The study will be conducted according to the principles of the 7th Declaration of Helsinki (Fortaleza 2013) and in accordance with the Medical Research Involving Human Subjects Act. Written informed consent has to be obtained before participation for all participants. Monitoring will be performed by an independent institution which follows the international ICH-GCP guidelines.

Data will be entered in electronic Case Report Forms (eCRFs), employing data entry validation. This electronic data management system is hosted by an external institution and complies with all applicable regulations regarding data security. Only authorized members of the research staff involved in the study will have access to the system. A full audit trail will be kept. Data storage is secured by regular back-ups by the hosting institution. Data will be stored for 15 years.

No identifiable reference to subjects will be made in analysis, reports or publications. To protect the confidentiality of subjects, all data will only be linked to a subject by a numeric identification code, of which the key will be safeguarded by the investigator. Blood samples for determining the eGFR will be destroyed by the laboratory after 1 week and will not be used for any other purpose than described in the study protocol.

An interim analysis will be performed for the primary and secondary study parameters after the end of follow up, i.e. death, of the first 30 participants in each group. A difference between the intervention and control group of more than 50% for the primary study parameter is considered to be an indication that one of the groups is significantly harmed more than the other. When this difference can't be contributed to other factors, like an uneven distribution of baseline characteristics, especially other medication use, it is considered unethical to withhold one of the groups from the superiority of one of the opioids. Therefore, this potential situation is regarded as a stopping rule.
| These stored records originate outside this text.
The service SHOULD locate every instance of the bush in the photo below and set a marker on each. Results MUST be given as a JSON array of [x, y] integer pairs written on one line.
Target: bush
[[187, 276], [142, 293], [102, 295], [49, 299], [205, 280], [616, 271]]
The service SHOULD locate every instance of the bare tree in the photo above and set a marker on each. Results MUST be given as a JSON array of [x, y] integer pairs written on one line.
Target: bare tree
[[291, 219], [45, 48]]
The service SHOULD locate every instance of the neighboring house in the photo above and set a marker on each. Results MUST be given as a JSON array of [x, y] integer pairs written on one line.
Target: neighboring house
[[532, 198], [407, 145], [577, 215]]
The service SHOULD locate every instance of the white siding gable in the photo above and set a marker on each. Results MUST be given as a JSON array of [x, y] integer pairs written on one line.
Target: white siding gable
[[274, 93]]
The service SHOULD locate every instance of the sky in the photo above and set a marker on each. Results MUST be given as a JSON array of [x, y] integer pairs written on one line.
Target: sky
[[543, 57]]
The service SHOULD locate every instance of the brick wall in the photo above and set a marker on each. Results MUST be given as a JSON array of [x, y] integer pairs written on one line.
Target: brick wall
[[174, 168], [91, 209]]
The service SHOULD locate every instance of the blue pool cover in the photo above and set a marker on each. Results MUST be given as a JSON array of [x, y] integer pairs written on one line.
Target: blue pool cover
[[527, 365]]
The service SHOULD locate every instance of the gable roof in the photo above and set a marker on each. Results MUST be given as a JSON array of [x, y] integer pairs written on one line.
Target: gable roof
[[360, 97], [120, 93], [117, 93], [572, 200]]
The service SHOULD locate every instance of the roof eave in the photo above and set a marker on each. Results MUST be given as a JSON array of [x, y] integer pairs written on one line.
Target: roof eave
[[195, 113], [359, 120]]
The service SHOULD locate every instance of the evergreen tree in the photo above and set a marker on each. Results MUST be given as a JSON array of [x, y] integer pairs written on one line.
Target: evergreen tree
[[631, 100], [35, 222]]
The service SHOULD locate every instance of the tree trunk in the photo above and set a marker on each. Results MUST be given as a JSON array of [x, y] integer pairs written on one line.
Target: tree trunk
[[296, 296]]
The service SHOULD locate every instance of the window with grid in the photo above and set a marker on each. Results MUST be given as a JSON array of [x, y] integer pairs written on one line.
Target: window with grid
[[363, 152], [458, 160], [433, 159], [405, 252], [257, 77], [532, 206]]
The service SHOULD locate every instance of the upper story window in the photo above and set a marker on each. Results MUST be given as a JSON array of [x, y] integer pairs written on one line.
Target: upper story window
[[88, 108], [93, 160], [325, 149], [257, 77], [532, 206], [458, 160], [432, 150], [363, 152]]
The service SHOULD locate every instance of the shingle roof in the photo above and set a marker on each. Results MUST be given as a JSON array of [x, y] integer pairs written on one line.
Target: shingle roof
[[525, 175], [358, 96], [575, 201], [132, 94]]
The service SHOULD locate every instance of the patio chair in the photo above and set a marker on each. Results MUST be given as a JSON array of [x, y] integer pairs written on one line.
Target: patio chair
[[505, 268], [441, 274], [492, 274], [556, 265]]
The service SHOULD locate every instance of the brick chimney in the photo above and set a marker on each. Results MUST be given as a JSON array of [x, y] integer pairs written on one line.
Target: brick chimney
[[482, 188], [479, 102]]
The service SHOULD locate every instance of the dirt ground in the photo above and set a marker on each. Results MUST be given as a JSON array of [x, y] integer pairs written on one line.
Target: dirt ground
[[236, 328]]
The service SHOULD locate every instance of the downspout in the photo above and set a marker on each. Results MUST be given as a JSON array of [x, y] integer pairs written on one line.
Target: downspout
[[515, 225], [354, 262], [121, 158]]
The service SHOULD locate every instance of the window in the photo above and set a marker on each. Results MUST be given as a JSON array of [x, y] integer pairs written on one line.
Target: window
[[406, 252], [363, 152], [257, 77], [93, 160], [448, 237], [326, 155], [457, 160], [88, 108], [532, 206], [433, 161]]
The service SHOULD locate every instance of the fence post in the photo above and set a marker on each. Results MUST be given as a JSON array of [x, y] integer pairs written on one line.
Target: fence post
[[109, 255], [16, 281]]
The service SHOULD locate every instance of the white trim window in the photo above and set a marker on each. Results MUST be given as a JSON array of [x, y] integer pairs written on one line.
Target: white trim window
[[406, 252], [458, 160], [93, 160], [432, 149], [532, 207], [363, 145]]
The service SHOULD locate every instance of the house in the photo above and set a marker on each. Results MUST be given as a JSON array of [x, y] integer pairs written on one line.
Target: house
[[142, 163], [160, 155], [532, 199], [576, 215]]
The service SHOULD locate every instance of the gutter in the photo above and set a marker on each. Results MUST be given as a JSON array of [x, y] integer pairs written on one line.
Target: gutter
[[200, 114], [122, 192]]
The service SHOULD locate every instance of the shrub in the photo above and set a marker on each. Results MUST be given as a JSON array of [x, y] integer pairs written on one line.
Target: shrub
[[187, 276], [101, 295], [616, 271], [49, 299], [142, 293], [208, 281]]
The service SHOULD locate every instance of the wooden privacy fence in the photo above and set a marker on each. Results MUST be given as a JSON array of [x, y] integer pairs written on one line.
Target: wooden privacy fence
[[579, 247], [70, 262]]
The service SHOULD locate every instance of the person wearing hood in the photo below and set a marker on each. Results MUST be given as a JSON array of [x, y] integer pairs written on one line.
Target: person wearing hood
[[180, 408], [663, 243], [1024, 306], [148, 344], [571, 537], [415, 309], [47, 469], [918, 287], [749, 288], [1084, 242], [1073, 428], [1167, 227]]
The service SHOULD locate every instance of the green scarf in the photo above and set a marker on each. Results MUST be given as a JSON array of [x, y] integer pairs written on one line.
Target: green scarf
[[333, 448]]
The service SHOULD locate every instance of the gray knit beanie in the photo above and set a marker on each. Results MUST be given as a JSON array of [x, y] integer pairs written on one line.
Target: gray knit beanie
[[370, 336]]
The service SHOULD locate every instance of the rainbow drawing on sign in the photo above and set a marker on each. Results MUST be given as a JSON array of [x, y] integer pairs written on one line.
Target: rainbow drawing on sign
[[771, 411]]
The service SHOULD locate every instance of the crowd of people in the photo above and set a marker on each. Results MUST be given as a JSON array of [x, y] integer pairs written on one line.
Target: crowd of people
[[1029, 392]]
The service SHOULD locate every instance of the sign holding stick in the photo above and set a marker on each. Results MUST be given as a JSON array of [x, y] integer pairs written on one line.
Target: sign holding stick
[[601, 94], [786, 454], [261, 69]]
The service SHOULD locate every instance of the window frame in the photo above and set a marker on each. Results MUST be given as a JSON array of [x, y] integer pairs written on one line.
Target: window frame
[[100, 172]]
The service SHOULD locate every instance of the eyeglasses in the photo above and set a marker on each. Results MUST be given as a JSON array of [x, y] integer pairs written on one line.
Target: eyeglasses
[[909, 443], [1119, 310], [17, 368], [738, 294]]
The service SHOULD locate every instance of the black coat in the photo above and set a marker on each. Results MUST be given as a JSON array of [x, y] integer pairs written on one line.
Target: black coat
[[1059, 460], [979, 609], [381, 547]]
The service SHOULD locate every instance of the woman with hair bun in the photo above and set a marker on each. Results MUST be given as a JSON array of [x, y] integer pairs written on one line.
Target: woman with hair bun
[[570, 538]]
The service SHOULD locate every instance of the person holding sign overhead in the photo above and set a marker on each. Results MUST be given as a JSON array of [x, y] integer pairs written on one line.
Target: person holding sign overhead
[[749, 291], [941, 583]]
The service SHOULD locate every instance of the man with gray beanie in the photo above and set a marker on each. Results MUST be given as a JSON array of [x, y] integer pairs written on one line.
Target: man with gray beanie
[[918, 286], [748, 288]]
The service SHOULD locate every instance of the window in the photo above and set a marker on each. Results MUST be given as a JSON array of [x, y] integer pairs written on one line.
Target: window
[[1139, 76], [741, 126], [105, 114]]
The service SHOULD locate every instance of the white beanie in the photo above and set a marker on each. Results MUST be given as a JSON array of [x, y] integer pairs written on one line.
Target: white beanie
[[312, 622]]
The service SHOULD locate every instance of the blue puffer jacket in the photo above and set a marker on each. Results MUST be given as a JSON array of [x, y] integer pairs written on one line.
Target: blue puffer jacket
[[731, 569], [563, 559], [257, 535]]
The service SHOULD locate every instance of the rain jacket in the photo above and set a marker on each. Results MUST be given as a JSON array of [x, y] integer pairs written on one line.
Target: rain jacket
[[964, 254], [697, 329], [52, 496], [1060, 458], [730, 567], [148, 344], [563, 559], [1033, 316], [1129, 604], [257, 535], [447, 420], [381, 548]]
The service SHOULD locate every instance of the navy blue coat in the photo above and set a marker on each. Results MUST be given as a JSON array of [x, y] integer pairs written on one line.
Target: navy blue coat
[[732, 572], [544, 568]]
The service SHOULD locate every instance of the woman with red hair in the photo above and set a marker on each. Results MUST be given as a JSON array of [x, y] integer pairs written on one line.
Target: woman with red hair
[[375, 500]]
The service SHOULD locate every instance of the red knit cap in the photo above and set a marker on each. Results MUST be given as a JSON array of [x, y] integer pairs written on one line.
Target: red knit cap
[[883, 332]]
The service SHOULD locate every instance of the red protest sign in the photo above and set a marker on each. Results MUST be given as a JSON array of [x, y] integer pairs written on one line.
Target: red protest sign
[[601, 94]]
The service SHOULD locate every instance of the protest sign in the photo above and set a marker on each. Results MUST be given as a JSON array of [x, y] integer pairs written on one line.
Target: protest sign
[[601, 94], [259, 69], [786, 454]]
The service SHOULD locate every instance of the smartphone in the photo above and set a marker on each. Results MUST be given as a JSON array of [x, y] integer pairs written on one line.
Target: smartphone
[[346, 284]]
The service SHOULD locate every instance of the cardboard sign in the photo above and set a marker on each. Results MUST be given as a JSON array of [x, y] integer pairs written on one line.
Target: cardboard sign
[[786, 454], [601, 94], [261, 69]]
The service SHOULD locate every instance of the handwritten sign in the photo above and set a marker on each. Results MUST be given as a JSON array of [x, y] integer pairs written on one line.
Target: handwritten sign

Objection by incapacitated subjects: Since the major part of dying patients experiences a decline in cognitive functions and are not able to respond adequately anymore, it is essential that this incapacitated population is not being excluded in our study. When a participant is or has become incapacitated, his or her legal representative decides whether the subject will be participating in the study or not, unless the subject previously has stated explicitly otherwise. Signs of consistent objection or resistance to any of the study procedures after inclusion have to be considered as an expression of the participant's wish to not participate in the study any longer. Consequently he or she will be withdrawn from the study immediately. In case a incapacitated participant shows signs of objection or resistance to the continuous subcutaneous route of administration (for example by removal of the infusion tube or needle) the treating physician will decide whether continuation of CSCI of an opioid is a medical necessity to avoid severe suffering from pain. When there is no medical necessity or when adequate pain control can be achieved otherwise, it is not allowed for the subject to participate in the study any longer and he/she will be withdrawn from the study.